Key Rove Aide May Be Asked to Testify
By Richard Sale, long-time intelligence correspondent
A key aide to presidential advisor Karl Rove is likely to be summoned to appear before the federal grand jury investigating the outing of Central Intelligence Agency operative, Valerie Plame, according to federal law enforcement officials.
Susan Ralston, the chief of staff for Rove, who manages his appointments and scheduling, remains a “person of interest” to federal probers seeking to clarify the circumstances surrounding the leak of Plame’s identity to the media.
Ralston could appear as early next week, barring “any late minute maneuvering,” a federal law enforcement official said.
The probe is trying to determine if there was a conspiracy to out Plame in retaliation for criticism by her husband, former U.S. Ambassador Joe Wilson, who alleged that the administration had exaggerated intelligence and hyped its rationale for going to war with Iraqi dictator Saddam Hussein.

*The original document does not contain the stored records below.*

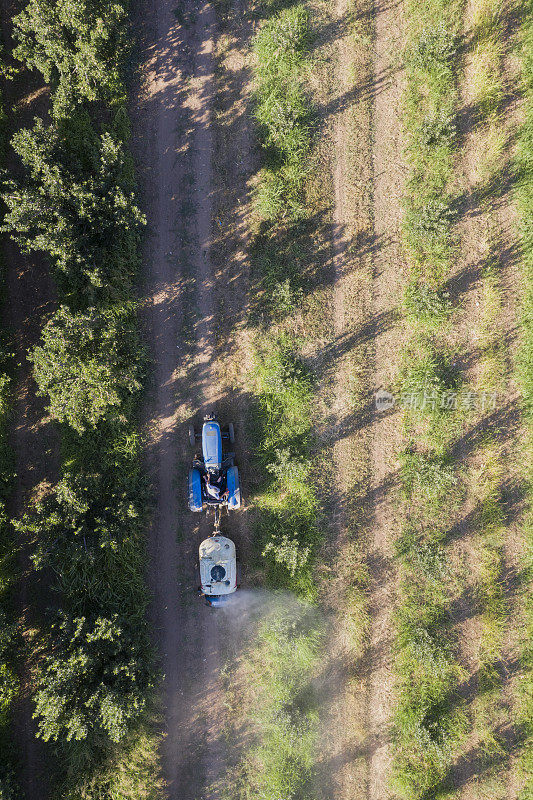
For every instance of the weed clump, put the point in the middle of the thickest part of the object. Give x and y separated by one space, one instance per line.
283 111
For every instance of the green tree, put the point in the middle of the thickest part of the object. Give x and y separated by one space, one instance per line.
87 363
76 203
77 45
94 681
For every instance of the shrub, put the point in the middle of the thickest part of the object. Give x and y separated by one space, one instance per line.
95 679
433 49
87 364
426 305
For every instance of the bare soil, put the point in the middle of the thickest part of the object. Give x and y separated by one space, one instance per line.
186 287
389 281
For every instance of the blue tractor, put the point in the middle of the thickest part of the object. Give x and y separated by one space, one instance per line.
214 478
214 485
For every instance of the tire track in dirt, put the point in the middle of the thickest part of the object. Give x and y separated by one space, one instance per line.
174 147
389 176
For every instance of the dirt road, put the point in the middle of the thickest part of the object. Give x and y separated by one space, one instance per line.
389 176
175 146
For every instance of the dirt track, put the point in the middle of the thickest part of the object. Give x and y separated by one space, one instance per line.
175 146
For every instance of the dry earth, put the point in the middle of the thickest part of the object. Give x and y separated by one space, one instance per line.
187 285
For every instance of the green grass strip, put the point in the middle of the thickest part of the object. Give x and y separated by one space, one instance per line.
428 723
524 201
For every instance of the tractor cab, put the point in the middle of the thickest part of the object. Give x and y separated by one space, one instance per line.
212 445
214 477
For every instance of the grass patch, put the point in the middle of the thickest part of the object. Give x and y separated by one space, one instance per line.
429 722
524 201
278 671
287 504
282 111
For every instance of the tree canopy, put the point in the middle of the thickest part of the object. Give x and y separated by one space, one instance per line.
87 363
95 679
76 203
77 45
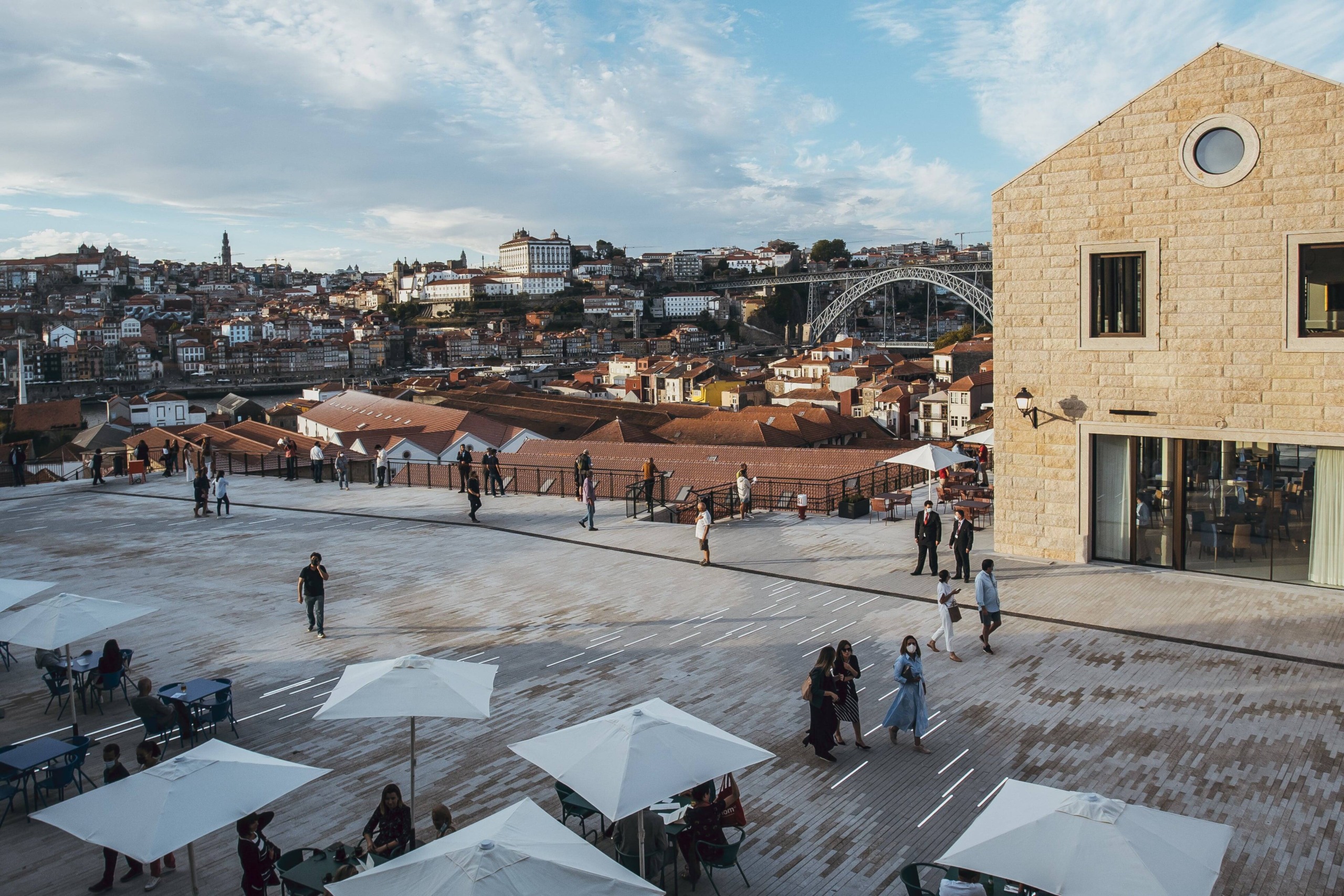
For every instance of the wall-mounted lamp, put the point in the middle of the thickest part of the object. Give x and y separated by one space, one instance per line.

On October 28, a federal grand jury indicted Vice President Dick Cheney’s chief of staff, I. Lewis “Scooter” Libby for five counts of perjury and obstruction of justice. Libby, who faces 30 years of prison time if proven guilty, has proclaimed his innocence and his intent to clear his name, according to UPI news accounts.
According to U.S. government officials, investigators from the office of Special Counsel Patrick Fitzgerald are interested in clarifying a discrepancy in Rove’s testimony before the grand jury involving Time Magazine reporter Matthew Cooper.
According to published accounts, Cooper appeared on July 21 before the grand jury to answer questions that centered on the week of July 6, 2003, the period when an opinion piece by Wilson openly challenged administration assertions about Iraq’s attempts to purchase 500 metric tons of yellow cake uranium from the government of Niger.
The allegation was found later to have been made in forged documents, according to UPI news reports.
According to Cooper’s account, he called Rove on July 11, reaching Rove through the White House switchboard and then being transferred to his office. Cooper later filed an e-mail about the conversation that was later leaked to the media.
When Rove testified before the grand jury, he made no mention of his conversation with Cooper, and when Special Counsel Fitzgerald asked him about it later, Rove testified he had simply forgotten about the call and was only reminded of it when a White House colleague showed him an e-mail about it.
According to federal sources, Fitzgerald was openly skeptical of this. One U.S. government official said: “The White House dug around and came up with this plan where Ralston would testify that while Rove had a brilliant mind able to deftly deal with large and abstract concepts, when it came to details, he was the absent-minded professor.”
The famous 18th century economist Adam Smith, for example, was famous for an episode in which he went dressed in his nightshirt into his backyard, and busy with his thoughts, was later discovered to have wandered 10 miles down a country road before found by his friends. “Rove was supposed to resemble that,yes,” the source close to the case said.
According to federal sources, Ralston stuck to a similar story when she testified before the grand jury last August. The argument made was that the switchboard only logs calls that Rove receives directly, not ones routed through the switchboard, U.S. government sources said.
“What the investigators want to know is why that record of Cooper’s phone call didn’t appear in White House logs,” a federal law enforcement official said, especially since Fitzgerald has evidence that all switchboard calls were logged in, not just some, contradicting White House assertions.
Robert Luskin, Rove’s attorney, has consistently maintained that Rove was simply forgetful.
But one source close to the case said, “There is still some question in the Special Counsel’s office as to whether Rove made an attempt to mislead the probe.”
On Wednesday, Ralston was away from the White House on travel, but a further call for comment was not returned.
Asked if Ralston was scheduled to appear, Fitzgerald’s spokeman, Randall Sanborn, said: “I have no comment on that.”